One of many questions to emerge from the stunning opposition victory at Thailand’s general election on May 14 is the possible impact on the country’s policy toward Myanmar.
The progressive Move Forward Party (MFP), which won the most seats in the House of Representatives, is also the one major party that has flagged a significant shift in the country’s foreign relations in general, and its approach toward Myanmar in particular.
The party is not assured of forming Thailand’s next government, given the vagaries of the country’s military-drafted Constitution. But as Adam Simpson and Nicholas Farrelly wrote on May 16, “if [Thailand’s] own military strongmen now relinquish control, the weekend’s election could spark a change in the region’s approach to its most pressing strategic and humanitarian crisis.”
In the more than two years since the military coup of February 2021, Prime Minister Prayut Chan-o-cha’s administration has taken a strikingly accommodative position toward the military junta. While claiming the be engaging in “quiet diplomacy,” it has remained muted in the face of the Myanmar military’s frequent atrocities against civilians, and the destabilization of regions directly bordering Thailand.
In recent months, Thailand has hosted a spate of Track 1.5 dialogues that have included the military and representatives of neighboring countries – but have excluded the opposition National Unity Government (NUG), which is coordinating the anti-coup struggle.
This approach can be put down to both a range of factors, including the close personal and institutional relationships binding the two nations’ militaries, and the Thai government’s congenital adherence to the Association of Southeast Asian Nations (ASEAN)’s norm of “non-interference.”
In the year leading up to last week’s election, the MFP’s leader Pita Limjaroenrat has promised to end to the current approach toward Myanmar, part of its broader promise to foreground principles of human rights, justice, and the rule of law in Thai foreign policy.
In his first press conference after the election, Pita recognized Thailand’s pivotal role in ensuring that Myanmar adheres to ASEAN’s Five-Point Consensus peace plan, which calls for an immediate cessation of violence and inclusive political dialogue involving “all parties” the conflict.

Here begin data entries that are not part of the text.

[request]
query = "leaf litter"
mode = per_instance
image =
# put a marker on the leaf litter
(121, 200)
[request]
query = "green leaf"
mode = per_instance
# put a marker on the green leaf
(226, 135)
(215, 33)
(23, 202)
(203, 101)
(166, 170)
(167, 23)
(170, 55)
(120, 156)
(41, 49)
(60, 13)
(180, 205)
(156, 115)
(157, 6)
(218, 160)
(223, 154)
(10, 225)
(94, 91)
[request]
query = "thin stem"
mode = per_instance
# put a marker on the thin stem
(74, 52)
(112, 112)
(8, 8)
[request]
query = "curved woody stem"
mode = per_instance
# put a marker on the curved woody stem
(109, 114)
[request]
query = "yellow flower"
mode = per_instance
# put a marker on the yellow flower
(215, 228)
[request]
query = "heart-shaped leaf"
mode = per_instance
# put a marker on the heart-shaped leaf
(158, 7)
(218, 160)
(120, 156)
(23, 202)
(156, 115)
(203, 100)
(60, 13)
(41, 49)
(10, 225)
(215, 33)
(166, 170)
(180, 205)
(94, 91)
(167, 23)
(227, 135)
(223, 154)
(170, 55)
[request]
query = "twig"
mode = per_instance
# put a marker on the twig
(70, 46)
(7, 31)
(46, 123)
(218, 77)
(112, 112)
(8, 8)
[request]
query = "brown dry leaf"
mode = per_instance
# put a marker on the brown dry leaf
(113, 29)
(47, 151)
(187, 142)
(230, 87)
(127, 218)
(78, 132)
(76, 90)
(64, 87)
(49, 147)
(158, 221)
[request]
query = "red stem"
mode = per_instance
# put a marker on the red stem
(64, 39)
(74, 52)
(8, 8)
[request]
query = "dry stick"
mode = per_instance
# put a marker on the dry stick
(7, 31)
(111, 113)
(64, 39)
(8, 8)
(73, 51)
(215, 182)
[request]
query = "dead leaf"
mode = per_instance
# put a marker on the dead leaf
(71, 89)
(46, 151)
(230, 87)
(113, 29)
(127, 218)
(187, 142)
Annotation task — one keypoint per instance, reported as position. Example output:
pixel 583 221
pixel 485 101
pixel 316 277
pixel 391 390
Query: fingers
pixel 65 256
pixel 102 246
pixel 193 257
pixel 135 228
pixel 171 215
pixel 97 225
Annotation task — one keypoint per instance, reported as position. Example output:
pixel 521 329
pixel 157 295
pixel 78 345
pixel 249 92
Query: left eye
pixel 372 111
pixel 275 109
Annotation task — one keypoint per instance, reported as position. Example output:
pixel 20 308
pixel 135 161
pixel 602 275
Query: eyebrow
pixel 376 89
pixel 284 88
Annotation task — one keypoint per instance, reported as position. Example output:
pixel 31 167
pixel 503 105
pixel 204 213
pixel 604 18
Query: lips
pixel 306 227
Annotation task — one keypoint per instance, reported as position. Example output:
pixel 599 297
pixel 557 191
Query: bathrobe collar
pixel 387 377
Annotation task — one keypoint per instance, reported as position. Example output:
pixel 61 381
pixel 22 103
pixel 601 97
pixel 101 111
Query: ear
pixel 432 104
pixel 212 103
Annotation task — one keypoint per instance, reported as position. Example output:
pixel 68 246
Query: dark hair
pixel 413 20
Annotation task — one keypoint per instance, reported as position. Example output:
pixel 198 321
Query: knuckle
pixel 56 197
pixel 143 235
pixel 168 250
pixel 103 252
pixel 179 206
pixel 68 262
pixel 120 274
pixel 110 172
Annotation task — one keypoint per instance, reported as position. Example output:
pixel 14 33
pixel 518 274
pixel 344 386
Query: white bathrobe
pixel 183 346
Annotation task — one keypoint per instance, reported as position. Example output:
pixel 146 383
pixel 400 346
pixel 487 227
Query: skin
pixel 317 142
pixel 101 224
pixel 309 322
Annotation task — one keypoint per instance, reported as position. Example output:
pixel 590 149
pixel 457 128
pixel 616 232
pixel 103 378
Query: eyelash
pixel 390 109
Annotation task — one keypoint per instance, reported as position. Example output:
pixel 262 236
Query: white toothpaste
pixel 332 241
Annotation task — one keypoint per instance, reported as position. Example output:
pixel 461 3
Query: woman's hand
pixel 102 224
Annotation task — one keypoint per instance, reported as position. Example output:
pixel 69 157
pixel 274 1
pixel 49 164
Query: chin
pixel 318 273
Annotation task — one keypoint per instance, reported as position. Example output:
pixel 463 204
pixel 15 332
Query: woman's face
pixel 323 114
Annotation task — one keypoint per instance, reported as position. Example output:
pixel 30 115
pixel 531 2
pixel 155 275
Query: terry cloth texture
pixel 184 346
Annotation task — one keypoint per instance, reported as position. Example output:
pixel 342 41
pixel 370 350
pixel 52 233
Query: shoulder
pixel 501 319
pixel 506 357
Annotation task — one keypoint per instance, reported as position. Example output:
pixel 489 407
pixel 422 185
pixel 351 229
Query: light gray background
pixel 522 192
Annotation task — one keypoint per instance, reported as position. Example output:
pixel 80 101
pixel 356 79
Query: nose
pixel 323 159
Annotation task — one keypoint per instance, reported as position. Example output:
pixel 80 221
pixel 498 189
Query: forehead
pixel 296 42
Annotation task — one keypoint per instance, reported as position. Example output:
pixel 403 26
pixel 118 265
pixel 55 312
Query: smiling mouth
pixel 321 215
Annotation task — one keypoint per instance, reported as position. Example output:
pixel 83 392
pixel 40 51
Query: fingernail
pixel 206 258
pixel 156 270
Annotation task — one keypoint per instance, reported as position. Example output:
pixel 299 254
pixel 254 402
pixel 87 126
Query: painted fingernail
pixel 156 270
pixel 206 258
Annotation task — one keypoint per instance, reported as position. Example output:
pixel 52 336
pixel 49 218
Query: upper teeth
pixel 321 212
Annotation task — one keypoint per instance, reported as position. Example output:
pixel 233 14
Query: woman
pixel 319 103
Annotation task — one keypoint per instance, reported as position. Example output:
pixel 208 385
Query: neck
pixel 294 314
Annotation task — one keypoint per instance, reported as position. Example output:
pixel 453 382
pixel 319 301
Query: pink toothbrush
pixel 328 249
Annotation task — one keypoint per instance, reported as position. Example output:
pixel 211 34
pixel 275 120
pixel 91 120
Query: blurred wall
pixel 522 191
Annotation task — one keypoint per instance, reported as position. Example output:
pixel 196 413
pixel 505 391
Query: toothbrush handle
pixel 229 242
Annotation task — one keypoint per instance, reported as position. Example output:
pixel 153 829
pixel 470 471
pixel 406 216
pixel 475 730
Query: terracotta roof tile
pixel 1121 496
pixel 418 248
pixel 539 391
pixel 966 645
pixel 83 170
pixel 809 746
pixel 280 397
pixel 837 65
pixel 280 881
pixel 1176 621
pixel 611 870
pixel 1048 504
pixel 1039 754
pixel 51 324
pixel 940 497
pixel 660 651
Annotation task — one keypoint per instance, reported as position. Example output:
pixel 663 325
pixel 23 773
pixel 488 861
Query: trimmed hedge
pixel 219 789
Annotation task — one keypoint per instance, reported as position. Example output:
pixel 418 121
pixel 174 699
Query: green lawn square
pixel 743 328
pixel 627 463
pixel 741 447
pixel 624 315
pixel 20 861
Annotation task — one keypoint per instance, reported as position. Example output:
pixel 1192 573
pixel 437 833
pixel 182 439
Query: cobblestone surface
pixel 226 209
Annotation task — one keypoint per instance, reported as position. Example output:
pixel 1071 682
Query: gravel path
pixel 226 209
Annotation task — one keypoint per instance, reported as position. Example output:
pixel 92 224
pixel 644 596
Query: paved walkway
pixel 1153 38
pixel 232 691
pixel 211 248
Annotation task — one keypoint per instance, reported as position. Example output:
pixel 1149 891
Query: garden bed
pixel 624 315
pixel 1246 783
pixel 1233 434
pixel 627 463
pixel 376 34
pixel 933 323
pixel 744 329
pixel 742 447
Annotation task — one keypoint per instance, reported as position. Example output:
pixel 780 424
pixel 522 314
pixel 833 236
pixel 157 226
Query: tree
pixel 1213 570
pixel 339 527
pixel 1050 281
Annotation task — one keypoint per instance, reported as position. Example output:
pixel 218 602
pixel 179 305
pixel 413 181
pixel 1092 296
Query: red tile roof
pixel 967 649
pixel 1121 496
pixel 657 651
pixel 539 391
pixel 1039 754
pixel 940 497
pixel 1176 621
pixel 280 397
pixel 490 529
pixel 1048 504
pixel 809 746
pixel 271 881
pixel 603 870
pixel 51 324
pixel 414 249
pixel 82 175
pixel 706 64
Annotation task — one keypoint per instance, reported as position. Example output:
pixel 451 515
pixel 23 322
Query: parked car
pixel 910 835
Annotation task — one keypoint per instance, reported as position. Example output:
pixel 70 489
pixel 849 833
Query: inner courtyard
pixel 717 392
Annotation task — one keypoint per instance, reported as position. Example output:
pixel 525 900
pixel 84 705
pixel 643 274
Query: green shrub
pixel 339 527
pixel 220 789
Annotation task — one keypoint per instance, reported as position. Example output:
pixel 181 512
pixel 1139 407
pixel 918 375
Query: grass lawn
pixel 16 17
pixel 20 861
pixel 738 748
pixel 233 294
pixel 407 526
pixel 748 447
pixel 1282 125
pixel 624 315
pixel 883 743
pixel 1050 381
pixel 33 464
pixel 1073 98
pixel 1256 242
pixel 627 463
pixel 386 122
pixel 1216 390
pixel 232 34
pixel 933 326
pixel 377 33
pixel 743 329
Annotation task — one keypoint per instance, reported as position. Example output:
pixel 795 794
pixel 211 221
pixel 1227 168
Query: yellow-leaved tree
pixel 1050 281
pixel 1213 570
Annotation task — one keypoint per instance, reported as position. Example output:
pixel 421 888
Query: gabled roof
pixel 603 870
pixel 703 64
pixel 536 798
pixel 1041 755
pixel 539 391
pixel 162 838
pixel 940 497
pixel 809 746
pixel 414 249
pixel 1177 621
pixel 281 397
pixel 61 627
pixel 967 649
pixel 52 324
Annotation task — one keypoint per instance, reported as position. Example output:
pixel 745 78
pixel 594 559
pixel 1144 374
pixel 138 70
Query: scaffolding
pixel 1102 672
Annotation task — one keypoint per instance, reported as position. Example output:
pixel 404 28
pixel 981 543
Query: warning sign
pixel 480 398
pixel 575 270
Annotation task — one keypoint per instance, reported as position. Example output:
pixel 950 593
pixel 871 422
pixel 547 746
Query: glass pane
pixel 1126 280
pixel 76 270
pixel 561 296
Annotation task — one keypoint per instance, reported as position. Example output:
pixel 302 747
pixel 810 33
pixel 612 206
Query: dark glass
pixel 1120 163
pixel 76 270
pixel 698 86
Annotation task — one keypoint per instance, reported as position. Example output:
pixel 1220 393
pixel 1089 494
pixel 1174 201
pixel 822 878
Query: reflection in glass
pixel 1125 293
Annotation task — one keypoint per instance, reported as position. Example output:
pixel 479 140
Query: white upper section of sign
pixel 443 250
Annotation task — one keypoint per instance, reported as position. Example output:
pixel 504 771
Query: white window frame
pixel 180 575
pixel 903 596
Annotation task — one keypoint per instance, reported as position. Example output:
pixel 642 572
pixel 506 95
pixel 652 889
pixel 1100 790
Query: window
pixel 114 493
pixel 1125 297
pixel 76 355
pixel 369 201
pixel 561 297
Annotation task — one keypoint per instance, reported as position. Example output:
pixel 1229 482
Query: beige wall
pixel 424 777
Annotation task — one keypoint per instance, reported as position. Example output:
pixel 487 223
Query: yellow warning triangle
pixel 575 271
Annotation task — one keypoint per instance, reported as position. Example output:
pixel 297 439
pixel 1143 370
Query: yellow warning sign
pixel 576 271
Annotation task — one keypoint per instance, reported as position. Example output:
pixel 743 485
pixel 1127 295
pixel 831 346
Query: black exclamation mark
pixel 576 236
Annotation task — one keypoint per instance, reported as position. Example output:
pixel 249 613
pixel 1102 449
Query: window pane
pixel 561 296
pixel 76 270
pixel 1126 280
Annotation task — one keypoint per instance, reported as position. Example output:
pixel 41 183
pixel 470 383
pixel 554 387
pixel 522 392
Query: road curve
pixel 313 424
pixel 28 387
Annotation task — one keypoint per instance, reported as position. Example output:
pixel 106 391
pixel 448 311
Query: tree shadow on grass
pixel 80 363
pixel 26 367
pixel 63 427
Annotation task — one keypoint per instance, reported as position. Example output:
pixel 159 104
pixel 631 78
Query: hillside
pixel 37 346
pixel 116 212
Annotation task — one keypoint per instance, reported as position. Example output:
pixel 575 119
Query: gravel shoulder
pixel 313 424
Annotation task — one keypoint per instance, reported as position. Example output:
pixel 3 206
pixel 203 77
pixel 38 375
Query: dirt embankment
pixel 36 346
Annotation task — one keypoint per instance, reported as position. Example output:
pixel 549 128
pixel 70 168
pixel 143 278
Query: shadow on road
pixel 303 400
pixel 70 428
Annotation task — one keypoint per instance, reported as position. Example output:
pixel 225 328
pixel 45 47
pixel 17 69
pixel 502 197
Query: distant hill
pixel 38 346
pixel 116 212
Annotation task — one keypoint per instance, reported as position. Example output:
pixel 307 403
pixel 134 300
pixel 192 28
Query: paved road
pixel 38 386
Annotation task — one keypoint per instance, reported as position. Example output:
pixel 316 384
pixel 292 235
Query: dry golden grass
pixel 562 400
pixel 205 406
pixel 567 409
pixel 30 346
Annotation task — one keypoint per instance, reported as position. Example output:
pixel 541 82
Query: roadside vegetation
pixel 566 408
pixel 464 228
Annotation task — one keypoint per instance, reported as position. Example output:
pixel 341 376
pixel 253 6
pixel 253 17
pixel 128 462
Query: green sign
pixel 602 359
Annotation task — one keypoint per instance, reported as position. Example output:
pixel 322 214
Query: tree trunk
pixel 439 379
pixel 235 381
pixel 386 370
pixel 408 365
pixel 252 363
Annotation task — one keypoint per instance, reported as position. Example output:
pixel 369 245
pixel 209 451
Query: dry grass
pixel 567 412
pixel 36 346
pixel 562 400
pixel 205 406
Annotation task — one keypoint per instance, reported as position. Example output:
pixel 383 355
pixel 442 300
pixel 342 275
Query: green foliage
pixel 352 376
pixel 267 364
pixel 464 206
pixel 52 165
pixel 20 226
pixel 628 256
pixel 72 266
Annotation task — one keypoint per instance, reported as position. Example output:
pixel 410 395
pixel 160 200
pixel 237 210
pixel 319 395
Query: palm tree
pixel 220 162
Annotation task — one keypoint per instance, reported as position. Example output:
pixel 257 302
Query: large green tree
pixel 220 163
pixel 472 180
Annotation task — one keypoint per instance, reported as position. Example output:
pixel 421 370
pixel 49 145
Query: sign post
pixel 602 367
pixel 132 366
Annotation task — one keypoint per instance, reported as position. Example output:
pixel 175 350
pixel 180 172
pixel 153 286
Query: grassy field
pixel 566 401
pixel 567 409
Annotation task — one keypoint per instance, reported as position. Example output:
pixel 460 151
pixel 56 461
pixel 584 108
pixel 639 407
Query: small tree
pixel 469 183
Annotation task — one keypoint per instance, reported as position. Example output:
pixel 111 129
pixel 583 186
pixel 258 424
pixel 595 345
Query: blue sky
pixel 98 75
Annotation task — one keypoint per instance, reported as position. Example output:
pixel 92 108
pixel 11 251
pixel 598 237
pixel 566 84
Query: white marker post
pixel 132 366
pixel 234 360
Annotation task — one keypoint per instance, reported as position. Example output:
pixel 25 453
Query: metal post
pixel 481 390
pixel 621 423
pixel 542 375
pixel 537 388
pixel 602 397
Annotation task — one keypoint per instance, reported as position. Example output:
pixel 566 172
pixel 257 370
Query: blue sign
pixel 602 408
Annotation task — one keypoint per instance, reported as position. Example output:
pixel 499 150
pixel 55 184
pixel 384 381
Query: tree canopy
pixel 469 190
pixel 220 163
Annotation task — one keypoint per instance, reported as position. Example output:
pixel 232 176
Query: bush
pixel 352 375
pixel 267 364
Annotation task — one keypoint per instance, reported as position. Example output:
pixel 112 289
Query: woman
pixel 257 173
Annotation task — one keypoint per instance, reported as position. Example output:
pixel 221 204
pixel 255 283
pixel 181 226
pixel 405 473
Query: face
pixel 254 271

He also said that one of his priorities as prime minister would be the establishment of a humanitarian corridor between Thailand and Myanmar, and that his administration will aid the implementation of the especially with U.S. Congress’ recently passed Burma Act, which authorizes the provision of non-lethal support for resistance forces in Myanmar. Overall, he pledged to “work with the international community to make sure that we have the right amount of pressure and incentives for people to resolve their conflict.”
Pita has since stated that his policy on Myanmar will involve engagement “with all stakeholders,” including, presumably, the opposition National Unity Government and other resistance forces.
However, the military brass in Naypyidaw certainly seem concerned about the MFP’s ascendance. “The Move Forward Party is pro-West and they will assist terrorists,” Vice Senior Gen. Soe Win said in a directive to regional commanders based along Thai border that was reported by The Irrawaddy on Monday. “We have to watch the border and get information about them, their movements and their activities.”
These pledges alone would mark a significant shift in Thai policy, if not a radical one. Just what impact they would have on the course of the country’s conflict, however, is hard to say.
At the regional level, a more active Thai government would certainly bolster those ASEAN member states, such as Malaysia and Indonesia, pushing for a stronger regional response to the junta. However, such an approach would still face opposition from nations like Vietnam, Cambodia, and Laos that hew to the most restrictive and conservative interpretation of ASEAN “non-interference.” It is perhaps hard to judge him at such an early stage, but Pita is still framing Thailand’s policy in the terms of the Five-Point Consensus, which many activists and Myanmar observers, to say nothing of the resistance itself, argue is functionally dead.
In an article last year, I argued that given its porous 2,416-kilometer border with Myanmar, the Thai government’s cooperation was a necessary precondition of “any attempt to resolve Myanmar’s complex of interlocking crises and alleviate the deteriorating humanitarian conditions inside the country.” But it is far from a sufficient one, and would at the very least require similar shifts on the part of Myanmar’s other two major neighbors, India and China, who for their own reasons continue to engage with the military administration.
Then there is the domestic front. It can be taken for granted that should Thailand’s conservative establish deign to allow the MFP-led coalition to take office, they will resist the implementation of its policy agenda. This could conceivably stretch to foreign policy. As The Diplomat’s columnist Tita Sanglee wrote back in March 2022, Pita’s attempt to chart a new international course would likely “face serious constraints from Thai elites who still favor incremental changes and a pragmatic approach to international relations to protect Thailand’s interests.”
She added, “The old way has several drawbacks, but for Thai elites, it is the safest way to navigate through turbulent waters.”
In truth, there is probably a limit to what any outside government can do to shift the calculus of the inward-facing Myanmar military – a recognition that should frame any discussion about a possible Thai policy shift. Within that framework, however, any move in the direction of a more humane policy – of more effective support for displaced civilians and a more realistic and robust regional response – will represent a rare spot of good news for Myanmar’s long-suffering people.